The movers arrived and we spent the rest of the day moving in and organizing our stuff. There was an old Victorian walnut bed in my bedroom. Mom said that the church just had part time ministers the past few years and they only stayed overnight in the parsonage on the weekends.

“I asked if we could keep the bed for you,” she said. “I checked the mattress and it’s much better than the one you had in the city. If you don’t like it, we can still keep your old mattress, but that frame was falling apart and we ditched it. We’ll be making a trip to the dump sometime later this week, so anything that isn’t really usable will go out to the garage.”

I tested the mattress and pronounced it suitable. My old mattress went to the garage. Kat had her own little princess bed and wasn’t about to part with it.

We went back to Gertie’s for dinner and by the time we got home, Kat and I were both ready to collapse into our beds.


I woke up feeling a little disoriented. It was quiet. I mean really damn quiet! No traffic. No trains. No airplanes. I frightened myself for a minute thinking that the rapture had happened and I was left behind. Leave it to God to know I was faking it. Then my room came into focus. I remembered that we moved. Damn! How did people sleep with all this quiet going on?

Then I heard a truck rumble by on Main Street. My ears became more accustomed to picking out different kinds of sounds. I heard birds. And they weren’t just crows. Songbirds like you hear at camp. I grabbed a pair of sweats and stumbled downstairs.

“Oh, good morning, honey,” Mom said. She was sitting at the breakfast table with a cup of coffee and her Bible open. Dad was opposite reading from an Upper Room devotional booklet. I looked around for a clock and found our old familiar kitchen clock hanging above the refrigerator. Six o’clock. The sun was shining. “You’re welcome to join us. I haven’t been out for groceries yet, but you can have coffee if you want some.”

I didn’t usually drink coffee, but if I was going to sit through the morning devotion, I needed something. Dad kept reading, knowing better than to even offer to start over. He finished and Mom prayed, thanking God for bringing us safely to our new home. She made it sound like we’d just arrived in the promised land and I gladly said Amen and stood up as soon as she was finished.

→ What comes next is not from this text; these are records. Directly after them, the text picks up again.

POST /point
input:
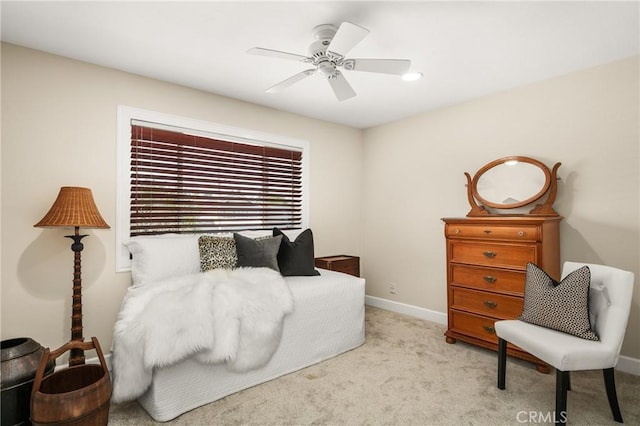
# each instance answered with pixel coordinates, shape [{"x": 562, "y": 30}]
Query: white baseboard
[
  {"x": 626, "y": 364},
  {"x": 629, "y": 365},
  {"x": 403, "y": 308}
]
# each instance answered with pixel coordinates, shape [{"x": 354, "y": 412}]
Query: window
[{"x": 184, "y": 176}]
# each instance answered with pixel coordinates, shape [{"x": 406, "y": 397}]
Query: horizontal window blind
[{"x": 194, "y": 184}]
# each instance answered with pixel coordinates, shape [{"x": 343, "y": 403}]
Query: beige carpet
[{"x": 405, "y": 374}]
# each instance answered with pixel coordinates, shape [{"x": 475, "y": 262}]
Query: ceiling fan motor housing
[{"x": 318, "y": 49}]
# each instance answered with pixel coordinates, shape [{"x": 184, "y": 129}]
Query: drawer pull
[
  {"x": 489, "y": 329},
  {"x": 490, "y": 304}
]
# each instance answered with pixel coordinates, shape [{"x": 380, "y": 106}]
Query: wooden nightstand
[{"x": 341, "y": 263}]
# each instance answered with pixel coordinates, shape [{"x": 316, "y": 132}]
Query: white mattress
[{"x": 328, "y": 319}]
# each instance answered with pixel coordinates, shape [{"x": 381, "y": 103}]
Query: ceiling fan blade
[
  {"x": 341, "y": 87},
  {"x": 347, "y": 36},
  {"x": 290, "y": 81},
  {"x": 277, "y": 54},
  {"x": 383, "y": 66}
]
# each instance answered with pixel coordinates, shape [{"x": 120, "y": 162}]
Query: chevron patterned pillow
[{"x": 562, "y": 306}]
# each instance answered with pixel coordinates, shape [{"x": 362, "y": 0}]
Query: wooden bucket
[
  {"x": 78, "y": 395},
  {"x": 20, "y": 359}
]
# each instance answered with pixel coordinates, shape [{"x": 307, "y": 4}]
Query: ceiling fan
[{"x": 327, "y": 54}]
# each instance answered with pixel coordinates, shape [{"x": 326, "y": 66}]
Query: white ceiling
[{"x": 464, "y": 49}]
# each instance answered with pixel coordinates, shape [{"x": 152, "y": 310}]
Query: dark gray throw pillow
[
  {"x": 296, "y": 257},
  {"x": 562, "y": 306},
  {"x": 259, "y": 252}
]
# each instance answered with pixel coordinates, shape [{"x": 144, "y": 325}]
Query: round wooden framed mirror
[{"x": 512, "y": 182}]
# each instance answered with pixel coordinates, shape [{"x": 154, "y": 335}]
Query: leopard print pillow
[
  {"x": 562, "y": 306},
  {"x": 217, "y": 252}
]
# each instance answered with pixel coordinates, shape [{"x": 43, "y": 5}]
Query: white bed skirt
[{"x": 328, "y": 319}]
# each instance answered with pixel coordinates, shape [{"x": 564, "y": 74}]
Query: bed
[{"x": 327, "y": 319}]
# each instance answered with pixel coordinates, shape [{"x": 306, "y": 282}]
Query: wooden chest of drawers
[
  {"x": 486, "y": 264},
  {"x": 341, "y": 263}
]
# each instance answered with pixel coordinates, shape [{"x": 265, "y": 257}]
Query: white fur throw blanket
[{"x": 231, "y": 316}]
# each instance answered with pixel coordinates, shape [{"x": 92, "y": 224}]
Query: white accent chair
[{"x": 609, "y": 304}]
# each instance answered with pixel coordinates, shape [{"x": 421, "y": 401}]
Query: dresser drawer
[
  {"x": 492, "y": 254},
  {"x": 476, "y": 326},
  {"x": 482, "y": 278},
  {"x": 485, "y": 303},
  {"x": 493, "y": 232},
  {"x": 340, "y": 263}
]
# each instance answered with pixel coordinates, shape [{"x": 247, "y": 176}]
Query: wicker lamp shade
[{"x": 74, "y": 207}]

“Why don’t you go out for a run and scout out the neighborhood,” Dad suggested before I escaped.

“A run? Outside?”

The idea was kind of foreign to me. Oh, I ran when I needed to. In the gym. Sometimes we were allowed out on the track at school. It’s not like I’m an athlete, but I guess I’m not in too bad shape. It just sounded weird to go outside and run. You just did not do that in Calumet City. There were too many street toughs, drunks, and a growing number of druggies out there. If you were running, someone was chasing you.

But it sounded kind of cool in its own perverse way. I nodded my head and put my half-full coffee cup in the kitchen sink. I saw a thermometer on the window frame outside. Seventy already. It would be eighty-five this afternoon. If I was going to do this, I’d better do it now. I went up to change into a pair of shorts.

I wasn’t much of a runner when it came down to it, but I saw a bit of the town. When I headed out of town on River Road, I saw a good-sized farm dog sitting by the road ahead of me. I turned around where I was to head back into town. I wasn’t going to depend on my ability to outrun a dog. Maybe on a bicycle.